Savcıların, yargıçların, hukukun özgür iradesini engelleyecek her şey Türkiye Cumhuriyeti’nin düşmanıdır. Demokrasi, özgürlük, savunma haklarının kutsallığı gibi kavramlar ise Cumhuriyet rejimimizin çelik iradeleri olmalıdır.
Hukuk adamlarımızın bunları da masaya yatırmaları gerekiyor. Türkiye yeniden yapılandırılırken onların en ön saflarda Türkiye’de yargının, hukukun üstünlüğünü hepimizin beynine kazıması şarttır. Çünkü hukukun üstünlüğünün olmadığı, adaletin işlemediği durumlarda Türkiye’de değil yaşamak, nefes almak bile zorlaşıyor.
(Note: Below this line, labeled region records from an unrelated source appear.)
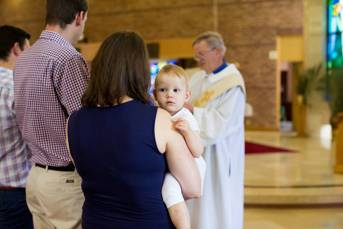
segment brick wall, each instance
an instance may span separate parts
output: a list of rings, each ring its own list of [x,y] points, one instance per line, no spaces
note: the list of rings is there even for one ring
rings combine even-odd
[[[276,63],[268,59],[276,49],[280,31],[301,31],[301,0],[88,0],[89,11],[84,34],[89,42],[103,41],[115,31],[131,30],[146,39],[193,37],[213,29],[227,47],[225,59],[239,63],[246,82],[248,101],[253,106],[251,125],[276,126]],[[0,24],[26,30],[31,43],[44,27],[44,0],[3,0]],[[217,17],[215,15],[217,15]],[[294,30],[294,28],[296,29]],[[292,32],[296,31],[296,32]]]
Sokaktaki insanın adalete inancının sarsılmaması için, temizlik önce herkesin kendi kapısından başlamalı. Adalet, Türkiye’nin ayağa kalkacağı veya yıkımının tutanaklara geçirileceği kurum. Yolsuzlukları da, mafyayı da, çeteyi de, faili meçhulleri de öncelikle adalet temizleyecek.
Türkiye yargı adamlarını gözlüyor. Onların başkalarından önce kendilerine dönmelerinin tam zamanıdır.